How to Read the BotEdge Leaderboard
BotEdge is built to help you spot systematic Polymarket wallets faster. The key is not memorizing every metric. It is knowing which numbers are strong, which ones are directional, and how the pattern looks when you read them together.
Scan P&L, trades, cadence, and bot score before going deeper.
Behavior and position metrics are the most useful layer on the site right now.
Estimated metrics are directional hints, not audited portfolio accounting.
What BotEdge tracks
The homepage is a ranking surface, not a full dossier. It is designed to help you decide which wallet deserves a closer look.
Rank
The bot’s current position among featured wallets on BotEdge. It is useful for relative comparison, not as a permanent quality badge.
P&L
The headline profit and loss number we track for the wallet. It is the easiest number to scan first, but it should always be read alongside activity and behavior.
Trades
How many trades are currently in the tracked sample. Higher counts usually mean the wallet has enough activity for the rest of the page to become more meaningful.
Cadence
A simple readout of trades per day. Very high cadence often points to automation or at least a highly systematic workflow.
Bot Score
A behavior-based automation signal. It is not a moral label and not a guarantee of profitability. It answers one question: how machine-like does this wallet look?
What the bot behavior metrics are really telling you
This is the most useful part of the page when you want to understand how a wallet trades rather than just whether it made money.
Timing Regularity
How clock-like the gaps between trades look. Lower timing variance tends to be more bot-like, especially in repetitive crypto markets.
Size Consistency
How often the wallet repeats similar ticket sizes. Bots often reuse a small set of position sizes instead of varying amounts like humans do.
Market Focus
How concentrated the trade flow is in one market or one small cluster of markets. High concentration usually means a more specific strategy.
Unique Markets
The number of distinct markets the wallet touches in the sample. Low breadth with high repetition often points to a specialized system.
Buy / Sell Split
The rough balance between buying and selling. This helps distinguish accumulation behavior from more active inventory management.
Active Hours
The UTC span between the earliest and latest observed activity. Wide spans can suggest around-the-clock automation or a globally distributed operator.
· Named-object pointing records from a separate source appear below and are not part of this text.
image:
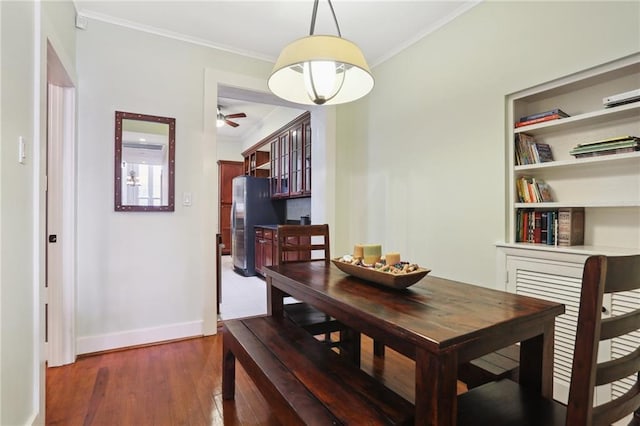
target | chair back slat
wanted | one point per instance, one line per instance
(603, 275)
(622, 324)
(619, 368)
(622, 274)
(299, 243)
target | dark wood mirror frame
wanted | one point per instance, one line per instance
(167, 205)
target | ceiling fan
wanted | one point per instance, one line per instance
(223, 119)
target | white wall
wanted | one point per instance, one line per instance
(18, 292)
(146, 276)
(421, 160)
(26, 28)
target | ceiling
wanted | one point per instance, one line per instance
(260, 29)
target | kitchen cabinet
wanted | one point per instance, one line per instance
(257, 163)
(285, 157)
(266, 250)
(227, 170)
(291, 160)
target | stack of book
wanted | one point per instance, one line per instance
(528, 151)
(532, 190)
(561, 227)
(540, 117)
(615, 145)
(537, 226)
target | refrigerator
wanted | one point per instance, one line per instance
(252, 205)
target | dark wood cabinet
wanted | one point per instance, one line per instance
(266, 250)
(285, 157)
(227, 170)
(291, 160)
(257, 163)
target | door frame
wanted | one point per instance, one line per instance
(60, 347)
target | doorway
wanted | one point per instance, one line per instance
(60, 236)
(265, 114)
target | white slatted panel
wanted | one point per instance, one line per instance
(557, 288)
(622, 303)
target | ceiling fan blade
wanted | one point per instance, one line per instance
(238, 115)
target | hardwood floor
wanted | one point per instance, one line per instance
(177, 383)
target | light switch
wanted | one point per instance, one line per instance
(22, 155)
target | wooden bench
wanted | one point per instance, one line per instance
(303, 380)
(503, 363)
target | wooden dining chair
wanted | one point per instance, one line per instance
(310, 243)
(505, 402)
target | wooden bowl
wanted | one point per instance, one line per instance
(387, 279)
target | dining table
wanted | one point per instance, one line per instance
(440, 323)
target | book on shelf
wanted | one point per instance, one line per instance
(621, 98)
(528, 151)
(608, 140)
(611, 146)
(571, 226)
(607, 152)
(535, 116)
(539, 120)
(543, 152)
(532, 190)
(536, 226)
Why the positions block matters
Trade history shows motion. Position metrics show deployment. When those two line up, you get a much better sense of conviction, concentration, and live risk.
Open Positions
How many live positions are currently visible. This gives a better sense of real deployment than trade count alone.
Open Value
The marked value of visible open positions. Think of it as current deployed exposure, not as settled profit.
Open P&L
Mark-to-market profit or loss on open positions. Useful for a live read of exposure, but it can move quickly with market prices.
Largest Position
How much of the visible position value sits in the single biggest position. High concentration here usually means high conviction or high risk concentration.
Last Close
The timestamp of the newest closed position in the latest visible sample. We hide closed-position P&L until it can be reconciled cleanly to the leaderboard figure.
Which metrics you should treat as directional
Some numbers are still useful, but they should not be read with the same confidence as behavior or positions data.
Win Rate
Only shown when public outcome data is actually available. When the sample cannot support it, we prefer not to show a number at all.
Sharpe Ratio
Experimental. Useful for spotting rough differences in consistency, but not reliable enough to read like an audited quant metric.
Avg Hold
Only meaningful when public flow gives us enough pairable position behavior. Sparse or fragmented data weakens it quickly.
Max Drawdown / Daily P&L
These are directional approximations from public activity. They can help frame behavior, but they are not a substitute for a full account-level ledger.
How BotEdge gets the data
BotEdge uses public Polymarket data and builds behavior summaries on top of it. No private account access is used.
We combine public trade activity, current positions, and closed positions to build each wallet page. That means the strongest numbers on BotEdge come from directly observable public behavior. When the source data gets weaker, we label the metric as estimated instead of pretending it is precise.
How to spot a real bot pattern
Do not overfit a single metric. BotEdge becomes most useful when you read patterns across multiple fields.
High cadence + high focus
Usually means the wallet is hammering a narrow strategy, often around a specific recurring market pattern.
Repeated sizing + clock-like timing
This is one of the clearest machine-like signatures on the site, especially when it persists across many trades.
Big P&L + weak behavior signal
That can still be a strong trader, but it may be discretionary rather than automated. Profitability and automation are not the same thing.